Katar Büyükelçiliği resmi Twitter hesabında Türkçe olarak Emir’den bahsederken “HE Şeyh Tamim Bin Hamad Al Thani” diye yazıyor. HE “his excellency”nin (ekselansları) kısaltması ve o kısmı bizi ilgilendirmiyor. Ama bizzat Katar devleti Al Thani diye yazıyorsa bizim de Al Thani diye yazmamız gerekir.
Asıl sorun şu: Türk basınında hâlâ bir “style book” olmaması. Yani gazetelerin hangi sözcükleri, hatta rakamları, noktalama işaretlerini, özel isimleri nasıl yazmalarını dikte edecek bir el kitabı. ABD’de New Yorker gibi kimi yayın organları kendi kurallarını kendileri belirliyor, ama yaygın olarak Associated Press rehberi kabul görüyor.
GAZETECİLERE ÖNERİ
Oktay Ekşi, Umur Talu gibi gündelik koşuşturmanın parçası olmayan ama bu mesleğe ve meslek ilkelerine yıllarını vermiş farklı kuşaktan gazeteciler toplansa ve Türk basını için bir “yazım kılavuzu” oluştursa... Sadece dilbilgisi kuralları, doğru Türkçe değil bahsettiğim.
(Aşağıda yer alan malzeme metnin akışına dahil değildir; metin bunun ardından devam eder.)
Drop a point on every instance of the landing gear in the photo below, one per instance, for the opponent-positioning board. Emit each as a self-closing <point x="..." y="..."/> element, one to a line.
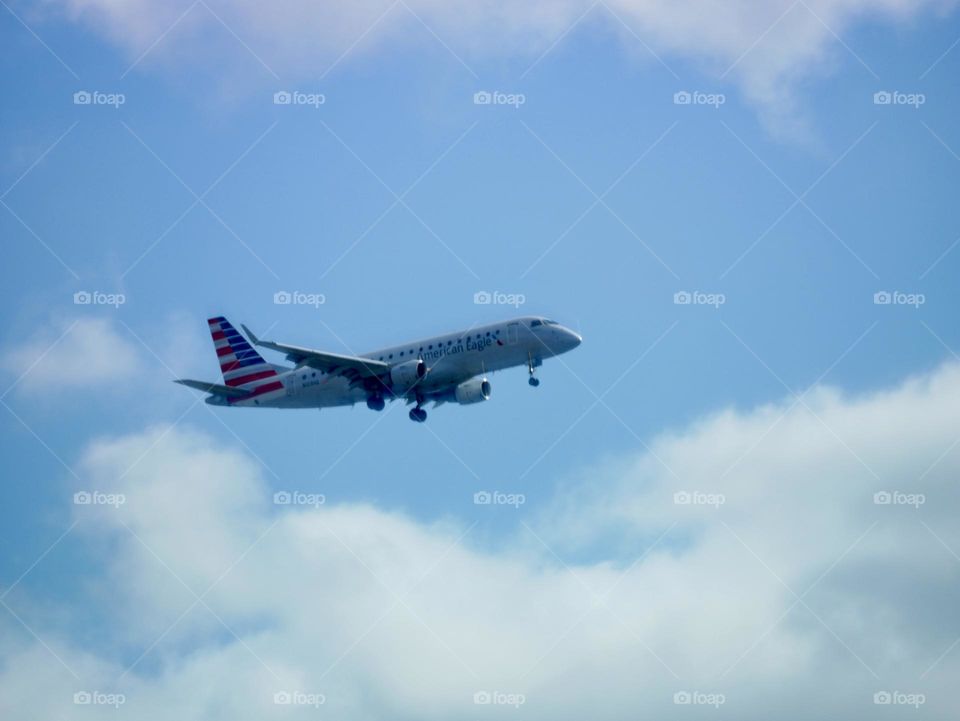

Türk basınının “style book”u oluşturulsa ve isteyen gazeteler de bunu referans alsa.
TBMM gibi kısaltmalar kullanırken araya nokta koyacak mıyız? Rakamları yazıyla mı yazacağız? Yabancı isimlerde I harfinin noktasını koyacak mıyız? Spor sayfalarında futbolcuların ilk isimlerini mi kullanacağız soyadlarını mı? “Bayan” kelimesi ne olacak? Binlerce soru...
Belki de bir sene sürecek bir çalışma bu ama değmez mi?